Canada During the American Revolutionary War


Lieutenant Friedrich Julius von Papet's Journal of the Sea Voyage to North America and the Campaign Conducted There.

This author enjoys a unique and pre-eminent position in the study of Hessian records of the American Revolution, having translated literally thousands of pages of the journals and writings of Döhla, Prechtel, Waldeck, Pausch, Von Feilitsch, Bartholomai, Piel, Wiederhold, Rueffer, “J.R.” Steuernagel, and many other Hessian soldiers. To this impressive list he now adds the writings of Lieutenant Friedrich Julius Von Papet, a young Brunswick officer whose journal spans the period from May of 1776 to October of 1783. “One of the most significant and important effects of the English employment of Hessians during the American Revolutionary War was the retention of English control of Canada. General John Burgoyne had taken most of the [British] military strength from Canada for his command when he marched against the American colonists in 1777. However, even after France entered the war [on the American side], the residents of that former French colony were not strong enough to openly resist the military control exercised by a small English and Hessian command. As a result, England retained Canada under the terms of the Treaty of Paris in 1783.”

Troops from Hesse-Cassel, Waldeck and Ansbach-Bayreuth were sent to Howe’s command, as well as some troops from Hesse-Hanau and Anhalt-Zerbst, while troops from Hesse-Hanau, Brunswick and Anhalt-Zerbst provided the forces sent to Canada, together with some troops from Hesse-Cassel which were sent from New York to Canada later in the war. The Brunswick troops, numbering 4,300 men, sailed for America in two divisions, one departing in late March 1776, and the other, including Von Papet, departing on 31 May 1776, two weeks after the start of this journal. Von Papet was one of the Hessians (only 600+ officers and non-commissioned officers) who remained behind in Canada when John Burgoyne began his march against the American colonists in 1777. Though only twenty-one years old, Von Papet was assigned the important position of brigade major. Because he kept a diary throughout his English service (all the way up to his return march to Brunswick), we have a picture of the military, social and cultural life in Canada at that time.
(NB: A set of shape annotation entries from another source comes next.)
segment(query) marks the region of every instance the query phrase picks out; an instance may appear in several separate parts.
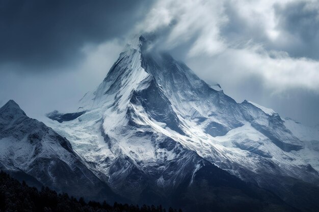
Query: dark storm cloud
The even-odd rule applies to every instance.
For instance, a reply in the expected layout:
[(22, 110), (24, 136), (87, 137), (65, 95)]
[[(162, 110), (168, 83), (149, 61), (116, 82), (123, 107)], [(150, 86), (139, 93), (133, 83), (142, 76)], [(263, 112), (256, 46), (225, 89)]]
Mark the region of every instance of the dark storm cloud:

As a very young man in a very demanding position, Von Papet records the inner reactions among his superiors with a noteworthy caution and understanding not to let his position cause him harm. As there is a scarcity of information concerning military affairs in Canada during the American Revolution, Von Papet’s journal provides much-needed insight into why Canada never became a very large fourteenth American colony.

Bruce E. Burgoyne

(1998), 2012, 5½x8½, paper, index, 238 pp.